For design inspiration, the two firms looked both at AAFE’s mission and the surrounding area. “In Flushing, there are already a lot of pre-existing hybrid typologies,” said Dominic Leong, cofounding principal of Leong Leong. “It’s an interesting urban context—because of the history and the influx of immigrants from Asia, there are mixed-use typologies that just don’t exist anywhere else in the city. This project falls in line with that DNA, and takes it to an institutional level.”

The building’s seven-story gradient of public-to-private use beckons residents inside, while the program—a twist on the Flushing commercial typology of stacked retail—tackles challenges posed by the neighborhood’s rapid growth. A public plaza at 39th Avenue and College Point Boulevard, the architects explained, anchors the building to the neighborhood by drawing people in from the street, while private offices occupy the upper levels.

The space is organized as four connected volumes, each joined to an outdoor terrace. At ground level, the plaza’s 5,000-square-foot marketplace connects to Flushing’s street
life, while upstairs, a flexible event space opens onto an adjacent terrace. A three-story open staircase, wide enough at its base for 
seating, connects the space through the third level. “From the plaza up to the stairs, you are metaphorically tracking the mission of AAFE,” said JCJ principal Peter Bachmann.

A third-floor incubator will provide co-working space, where emerging businesses will get assistance from the AAFE-affiliated Renaissance Economic Development Corporation. “The center is not only about providing affordable space,” said Christopher Kui, AAFE’s executive director. “It’s about networking opportunities and resources.” The nonprofit, whose offices will occupy the fourth floor, will lead entrepreneurship classes geared specifically to small businesses. As they grow, firms can rent space on floors five through seven.

A reflection of the hybrid program, the facade is most transparent at the two lowest and most public floors.

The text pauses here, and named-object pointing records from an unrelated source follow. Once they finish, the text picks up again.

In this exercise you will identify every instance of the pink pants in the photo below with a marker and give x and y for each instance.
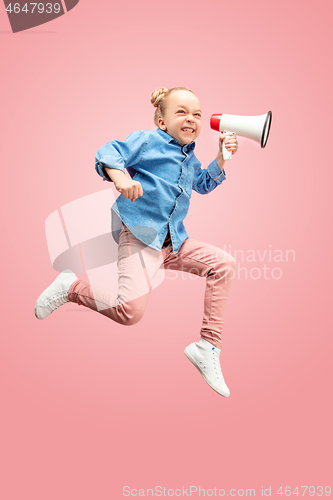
(137, 268)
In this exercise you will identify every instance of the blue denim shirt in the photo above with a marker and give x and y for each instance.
(167, 172)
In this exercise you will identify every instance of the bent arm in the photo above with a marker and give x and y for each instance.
(118, 155)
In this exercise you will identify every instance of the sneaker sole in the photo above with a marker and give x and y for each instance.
(188, 355)
(43, 294)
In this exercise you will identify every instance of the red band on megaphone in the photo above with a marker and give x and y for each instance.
(215, 122)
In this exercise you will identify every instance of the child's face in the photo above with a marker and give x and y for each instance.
(182, 119)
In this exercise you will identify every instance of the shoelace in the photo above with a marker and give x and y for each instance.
(57, 300)
(217, 366)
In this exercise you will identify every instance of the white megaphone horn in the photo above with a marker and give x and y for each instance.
(253, 127)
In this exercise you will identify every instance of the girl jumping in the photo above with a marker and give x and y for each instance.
(147, 224)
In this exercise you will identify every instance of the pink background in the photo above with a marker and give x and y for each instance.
(89, 406)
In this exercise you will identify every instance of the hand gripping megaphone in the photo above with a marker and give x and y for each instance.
(253, 127)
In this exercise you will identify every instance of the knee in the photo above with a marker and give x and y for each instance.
(227, 267)
(132, 318)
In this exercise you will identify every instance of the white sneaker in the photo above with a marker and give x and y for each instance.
(55, 295)
(206, 358)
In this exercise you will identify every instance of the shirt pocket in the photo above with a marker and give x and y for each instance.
(189, 180)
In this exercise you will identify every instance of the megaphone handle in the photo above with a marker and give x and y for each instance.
(227, 155)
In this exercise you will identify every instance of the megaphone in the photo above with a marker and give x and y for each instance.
(253, 127)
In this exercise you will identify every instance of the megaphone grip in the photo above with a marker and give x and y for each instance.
(227, 155)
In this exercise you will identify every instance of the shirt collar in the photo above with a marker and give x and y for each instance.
(169, 138)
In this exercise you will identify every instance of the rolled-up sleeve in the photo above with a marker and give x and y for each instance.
(205, 180)
(120, 154)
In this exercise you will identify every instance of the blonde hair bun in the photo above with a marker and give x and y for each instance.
(157, 96)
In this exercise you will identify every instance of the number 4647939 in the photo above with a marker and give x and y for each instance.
(37, 7)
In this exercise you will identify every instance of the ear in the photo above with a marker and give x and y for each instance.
(161, 124)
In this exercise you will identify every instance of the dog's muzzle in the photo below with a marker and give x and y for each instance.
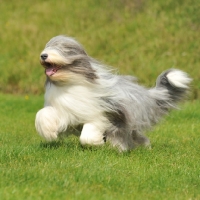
(44, 56)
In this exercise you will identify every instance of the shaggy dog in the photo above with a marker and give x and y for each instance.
(81, 92)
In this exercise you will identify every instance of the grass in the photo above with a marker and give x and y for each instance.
(34, 169)
(140, 38)
(133, 35)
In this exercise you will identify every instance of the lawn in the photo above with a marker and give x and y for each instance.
(140, 38)
(34, 169)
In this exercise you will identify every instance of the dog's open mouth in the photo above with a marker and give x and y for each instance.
(50, 69)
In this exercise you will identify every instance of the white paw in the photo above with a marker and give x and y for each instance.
(91, 135)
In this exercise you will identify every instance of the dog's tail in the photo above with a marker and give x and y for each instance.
(171, 87)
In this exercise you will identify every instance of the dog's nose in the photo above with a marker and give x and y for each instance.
(44, 56)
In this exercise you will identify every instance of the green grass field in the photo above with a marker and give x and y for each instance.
(140, 38)
(34, 169)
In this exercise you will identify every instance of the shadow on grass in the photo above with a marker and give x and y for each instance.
(53, 144)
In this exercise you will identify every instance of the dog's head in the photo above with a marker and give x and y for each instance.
(65, 61)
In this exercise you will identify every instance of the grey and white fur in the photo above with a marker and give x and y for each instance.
(82, 92)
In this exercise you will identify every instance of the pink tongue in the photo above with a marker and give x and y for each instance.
(50, 71)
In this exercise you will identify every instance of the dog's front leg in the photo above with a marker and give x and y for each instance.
(92, 135)
(47, 123)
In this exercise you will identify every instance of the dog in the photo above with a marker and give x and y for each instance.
(82, 92)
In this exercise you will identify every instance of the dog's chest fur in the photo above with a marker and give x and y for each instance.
(78, 104)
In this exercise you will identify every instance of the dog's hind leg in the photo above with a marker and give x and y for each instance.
(92, 135)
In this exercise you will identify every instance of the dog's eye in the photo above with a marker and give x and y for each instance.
(47, 65)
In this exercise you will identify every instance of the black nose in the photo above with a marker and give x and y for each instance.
(44, 56)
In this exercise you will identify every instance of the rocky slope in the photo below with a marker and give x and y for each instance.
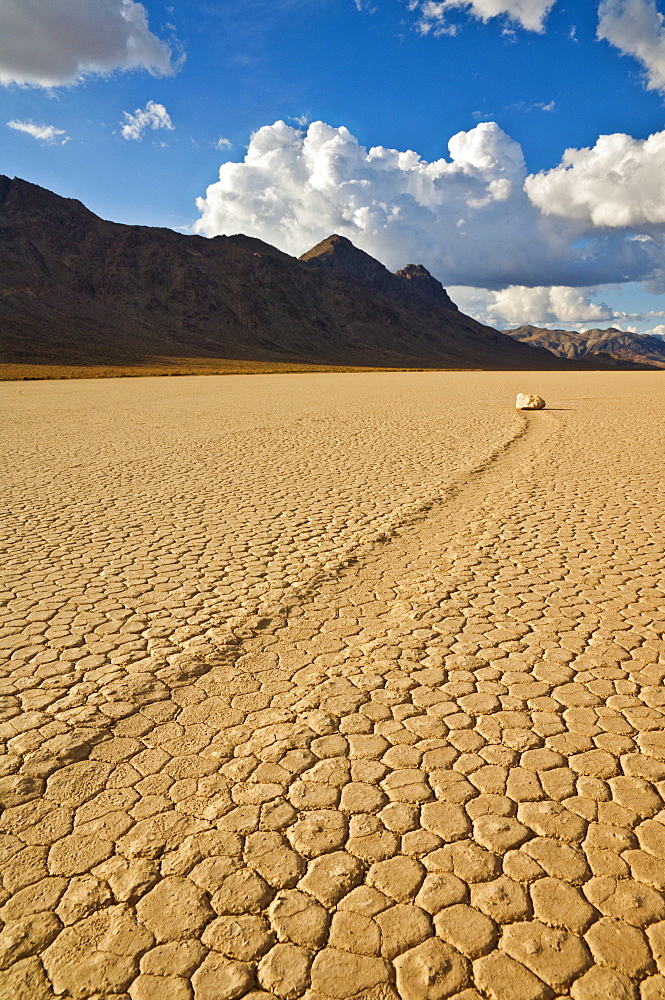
(633, 347)
(75, 289)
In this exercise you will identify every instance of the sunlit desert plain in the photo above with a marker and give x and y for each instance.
(333, 685)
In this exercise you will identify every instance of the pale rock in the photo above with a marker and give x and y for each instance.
(529, 401)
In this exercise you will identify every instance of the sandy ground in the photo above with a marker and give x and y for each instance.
(333, 686)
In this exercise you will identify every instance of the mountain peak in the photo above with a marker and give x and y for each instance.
(422, 282)
(339, 253)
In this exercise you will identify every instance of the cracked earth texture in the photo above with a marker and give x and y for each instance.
(333, 686)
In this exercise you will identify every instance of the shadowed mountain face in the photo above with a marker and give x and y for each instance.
(75, 289)
(623, 347)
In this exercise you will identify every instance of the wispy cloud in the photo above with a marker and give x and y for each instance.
(636, 28)
(528, 14)
(48, 134)
(48, 43)
(153, 116)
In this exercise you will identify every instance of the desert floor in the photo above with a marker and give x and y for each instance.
(333, 685)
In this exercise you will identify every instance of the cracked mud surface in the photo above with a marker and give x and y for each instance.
(333, 686)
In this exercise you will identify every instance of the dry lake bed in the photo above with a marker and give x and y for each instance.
(333, 686)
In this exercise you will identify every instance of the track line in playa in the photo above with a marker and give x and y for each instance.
(434, 773)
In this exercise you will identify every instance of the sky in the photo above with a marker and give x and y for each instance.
(516, 148)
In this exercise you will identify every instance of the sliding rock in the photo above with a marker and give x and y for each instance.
(527, 401)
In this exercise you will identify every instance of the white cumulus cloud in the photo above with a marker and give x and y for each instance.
(529, 14)
(636, 28)
(48, 134)
(48, 43)
(619, 182)
(542, 305)
(153, 116)
(467, 218)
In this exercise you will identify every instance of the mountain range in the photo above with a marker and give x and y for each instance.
(633, 347)
(77, 290)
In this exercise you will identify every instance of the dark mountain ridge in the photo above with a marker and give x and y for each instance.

The glass increases in opacity as the eye ascends to the upper, non-public floors, explained Chris Leong, Dominic’s brother and cofounder of the firm. The lot line wall is clad in metal panels and roughly mirrors the glass walls’ spacing.

Overall, the building respects its lot line, but, unlike a “jewel on the block,” it’s not trying to define itself against its context, Dominic said. It has a slight curvature in plan that brings it up the lot line, while the corner lot ensures that adjacent developments will respect the building’s profile.

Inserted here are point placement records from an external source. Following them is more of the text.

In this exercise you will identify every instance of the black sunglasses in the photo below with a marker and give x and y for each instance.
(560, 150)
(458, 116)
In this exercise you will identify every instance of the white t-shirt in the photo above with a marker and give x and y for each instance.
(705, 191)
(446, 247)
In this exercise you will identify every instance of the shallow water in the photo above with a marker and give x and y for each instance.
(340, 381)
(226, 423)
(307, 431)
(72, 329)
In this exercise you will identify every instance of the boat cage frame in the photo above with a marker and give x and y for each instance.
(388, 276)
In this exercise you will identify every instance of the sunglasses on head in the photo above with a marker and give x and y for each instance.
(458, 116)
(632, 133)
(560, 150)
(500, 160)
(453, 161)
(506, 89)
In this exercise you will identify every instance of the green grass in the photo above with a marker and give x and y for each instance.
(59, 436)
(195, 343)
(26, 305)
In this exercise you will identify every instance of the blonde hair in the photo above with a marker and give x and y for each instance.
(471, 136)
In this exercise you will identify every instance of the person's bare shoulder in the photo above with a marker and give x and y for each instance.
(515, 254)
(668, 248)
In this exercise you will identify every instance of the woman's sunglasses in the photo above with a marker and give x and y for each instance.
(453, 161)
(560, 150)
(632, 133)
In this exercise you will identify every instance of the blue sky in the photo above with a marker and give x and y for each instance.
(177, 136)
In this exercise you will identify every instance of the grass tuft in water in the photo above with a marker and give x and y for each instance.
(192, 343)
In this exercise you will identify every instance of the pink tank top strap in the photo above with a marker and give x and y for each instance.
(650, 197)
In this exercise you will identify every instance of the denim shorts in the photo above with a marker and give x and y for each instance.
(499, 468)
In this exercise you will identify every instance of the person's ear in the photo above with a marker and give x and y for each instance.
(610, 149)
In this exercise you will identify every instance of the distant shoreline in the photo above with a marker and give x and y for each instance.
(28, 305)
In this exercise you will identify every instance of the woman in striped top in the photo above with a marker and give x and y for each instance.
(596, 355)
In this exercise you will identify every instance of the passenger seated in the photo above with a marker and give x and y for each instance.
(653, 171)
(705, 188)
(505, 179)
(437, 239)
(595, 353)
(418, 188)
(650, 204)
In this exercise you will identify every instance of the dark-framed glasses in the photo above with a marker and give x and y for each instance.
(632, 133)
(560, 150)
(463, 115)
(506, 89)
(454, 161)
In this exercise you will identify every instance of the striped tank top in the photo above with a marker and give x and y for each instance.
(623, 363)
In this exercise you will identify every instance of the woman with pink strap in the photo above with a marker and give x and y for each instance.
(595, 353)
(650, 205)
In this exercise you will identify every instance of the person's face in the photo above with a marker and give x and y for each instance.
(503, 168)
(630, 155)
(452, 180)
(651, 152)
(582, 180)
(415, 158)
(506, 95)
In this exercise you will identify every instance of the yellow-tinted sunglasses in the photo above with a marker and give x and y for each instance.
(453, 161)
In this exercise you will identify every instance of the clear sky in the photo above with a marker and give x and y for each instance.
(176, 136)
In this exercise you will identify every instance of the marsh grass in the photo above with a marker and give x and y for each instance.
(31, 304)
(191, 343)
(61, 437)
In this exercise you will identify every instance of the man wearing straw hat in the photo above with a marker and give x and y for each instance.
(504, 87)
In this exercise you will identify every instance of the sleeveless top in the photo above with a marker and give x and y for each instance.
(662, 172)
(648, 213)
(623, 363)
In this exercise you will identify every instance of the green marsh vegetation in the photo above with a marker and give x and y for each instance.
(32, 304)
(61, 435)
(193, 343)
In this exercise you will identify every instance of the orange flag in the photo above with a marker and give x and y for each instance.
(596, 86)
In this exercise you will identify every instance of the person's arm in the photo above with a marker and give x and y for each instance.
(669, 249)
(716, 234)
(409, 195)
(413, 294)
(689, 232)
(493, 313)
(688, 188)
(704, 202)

AAFE awarded the project to the firms last fall, and the center is expected to be complete in 2018. Leong Leong and JCJ have mutual respect for each other’s desire to work with mission-driven organizations, and the architects stressed the strengths they bring to the project. JCJ has seven offices and a deep portfolio of community-minded projects, while Leong Leong is known for bringing its impossibly cool aesthetic to projects like the U.S. Pavilion at the 2014 Venice Biennale and the Anita May Rosenstein Center, a new campus for the Los Angeles LGBT Center.

In Flushing, both firms see architecture as a platform for community. “We are in a post-icon paradigm. This generation is trying to understand a different way to relate to context.” Dominic said. “Here, we interface with the community on the urban level of the plaza, then create building forms that respond to those criteria.”